【66】
今まで黙って見守っていたトイが、ルシアを突き飛ばすように引き離してジロリ睨んだ。
「洋子、帰るぞ?」
「ククク…黒狗よ、いずれ洋子はオレが貰う」
「けっ!魔族は兄妹でも婚姻出来るからか?俺の洋子に手を出すな」
「今のところはな?お前と別れるまで待ってやってもいいが?」
「ふんっ!待つ間にくたばっちまえよ?譲る気持ちは全く無いしっ!」
意外と仲良しだと安心する洋子は、ルシアの守護獣ゼウスとハデスと話していた。
〈洋子の眼差しは母君そっくりだ〉
〈髪の質感も母君にそっくりだ〉
「こらっ!洋子に触るなっ触れるな!」
『トイ、ムチャ言わないで』
隣でルシアは笑い、守護獣達は軽蔑の視線を投げた。
ーーーーー
魔界の魔鏡からウェンディ国にある秘鏡の池に移動する。この湖と池は亜空間で結ばれていたが、魔族が魔界へ移動したのを最後に表向きは封印されている。ルシアか洋子以外は渡れないだろう。

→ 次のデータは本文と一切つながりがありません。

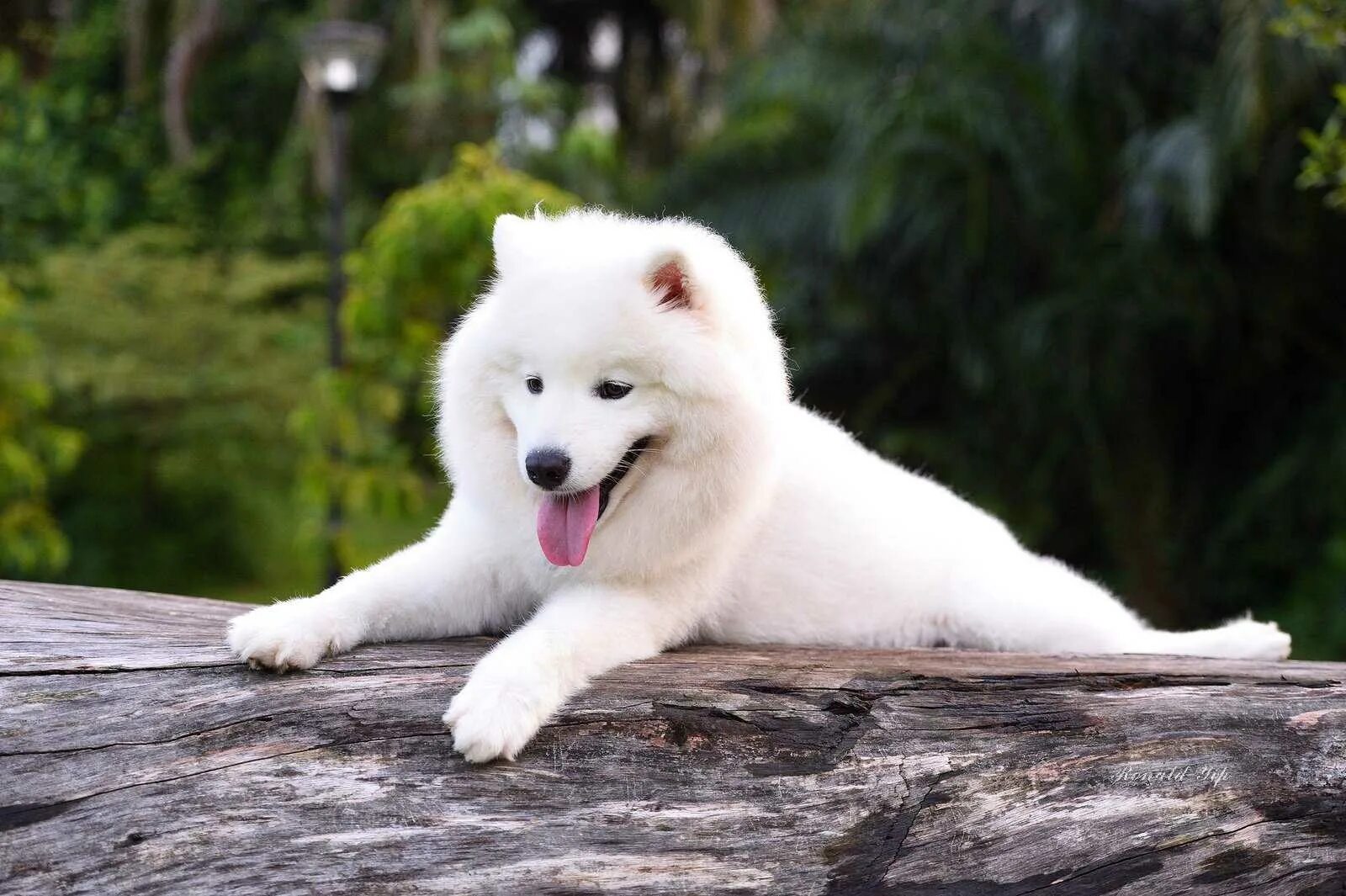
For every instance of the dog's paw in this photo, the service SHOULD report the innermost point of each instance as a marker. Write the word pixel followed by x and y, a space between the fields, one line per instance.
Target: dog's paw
pixel 495 720
pixel 294 634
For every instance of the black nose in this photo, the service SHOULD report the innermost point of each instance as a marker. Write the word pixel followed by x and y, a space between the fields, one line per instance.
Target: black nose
pixel 548 467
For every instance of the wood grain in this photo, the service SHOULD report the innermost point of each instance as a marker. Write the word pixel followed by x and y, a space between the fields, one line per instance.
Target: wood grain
pixel 136 758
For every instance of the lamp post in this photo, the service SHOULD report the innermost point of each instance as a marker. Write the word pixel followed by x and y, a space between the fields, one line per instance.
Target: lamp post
pixel 340 60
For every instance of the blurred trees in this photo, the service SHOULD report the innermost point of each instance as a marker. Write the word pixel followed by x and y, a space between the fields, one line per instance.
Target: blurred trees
pixel 1050 252
pixel 1322 24
pixel 33 449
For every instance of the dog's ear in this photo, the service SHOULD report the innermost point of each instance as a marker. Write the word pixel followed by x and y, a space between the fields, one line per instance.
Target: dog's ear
pixel 668 280
pixel 509 238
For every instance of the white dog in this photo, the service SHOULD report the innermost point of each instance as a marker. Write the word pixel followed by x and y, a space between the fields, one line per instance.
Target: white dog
pixel 630 474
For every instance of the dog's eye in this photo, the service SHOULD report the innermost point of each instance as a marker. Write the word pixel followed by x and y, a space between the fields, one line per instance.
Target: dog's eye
pixel 612 390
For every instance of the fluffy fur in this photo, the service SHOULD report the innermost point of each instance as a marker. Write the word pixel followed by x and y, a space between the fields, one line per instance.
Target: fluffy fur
pixel 747 520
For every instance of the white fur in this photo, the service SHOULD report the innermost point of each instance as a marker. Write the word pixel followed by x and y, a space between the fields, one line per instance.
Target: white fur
pixel 750 518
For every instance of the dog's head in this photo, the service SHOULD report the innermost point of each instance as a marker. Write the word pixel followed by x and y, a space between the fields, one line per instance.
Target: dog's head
pixel 612 354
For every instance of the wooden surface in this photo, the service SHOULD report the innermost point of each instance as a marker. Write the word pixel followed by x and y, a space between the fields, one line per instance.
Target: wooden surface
pixel 135 758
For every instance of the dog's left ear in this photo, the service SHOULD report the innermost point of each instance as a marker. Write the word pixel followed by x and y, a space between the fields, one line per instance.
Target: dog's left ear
pixel 668 280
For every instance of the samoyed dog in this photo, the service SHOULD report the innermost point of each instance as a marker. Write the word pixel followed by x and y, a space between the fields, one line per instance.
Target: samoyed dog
pixel 630 474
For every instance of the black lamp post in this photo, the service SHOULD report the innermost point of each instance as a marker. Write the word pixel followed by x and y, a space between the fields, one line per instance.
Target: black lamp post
pixel 340 61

秘鏡の池は現在聖地の一つとして崇められており、立ち入り禁止区域になっている。森の隠れ家内にあるので他人が踏み入ることはない。
無事、秘鏡の池まで戻ると、トイはギュッと洋子を抱き寄せた。
「洋子、お帰り。向こう側に行かずココにいるって事は、俺の側で生きてくれるからだよな?」
耳元で囁くトイは真剣だったが、洋子は無意識に俯いた。
『トイの側にいる資格はある?私は魔族の娘よ?』
「バカッ!俺はヨウコと出会うために生まれてきたんだ。そんなこと関係無い」
トイは洋子の右手を掴んだまま左膝を地面に付けた。金色の瞳は強い意志が漲っていた。
「佐藤洋子、どうか我、刀威射狗の伴侶となり共に生きて下さい」
………!!!
「ヨウコを愛してる。結婚しよう」
洋子の瞳には歓びの涙が溢れた。トイは唇で伝う涙を掬う。
「ほら早く?ヨウコ、返事は?」
『………はいっ!』
トイの首に抱き着いた。
『トイ、嬉しっ…』
トイは尻尾を洋子の身体に巻きつけるように密着して顔中にキスをした。
額、眉、目尻、瞼、鼻先、頬、顎…
最後に唇を塞いで熱い口づけを交わした。
『ト、トイィッ、く、苦しっ』
尻尾の巻きつく力が強かったので、激しい抱擁に逆上せそうになった。
「誰が離すかボケッ!結婚の誓いを立てる前に一人で池に飛び込むつもりだったろうが?」
『そ、その予定でした』
「ヨウコは俺の番、俺の嫁、俺の伴侶。わかったな?」
『はい。ねぇトイィ〜暑いよぉ〜苦しいよぉ〜』
「気のせいだってよ。ほらウチに帰るぞ?」
池の揺れる水面がキラキラ輝き、空と陸と海が繋がっている様は、まるで一枚絵のような幻想的な風景だった。いつまでも色褪せることはなく、二人の脳裏に焼きついていた。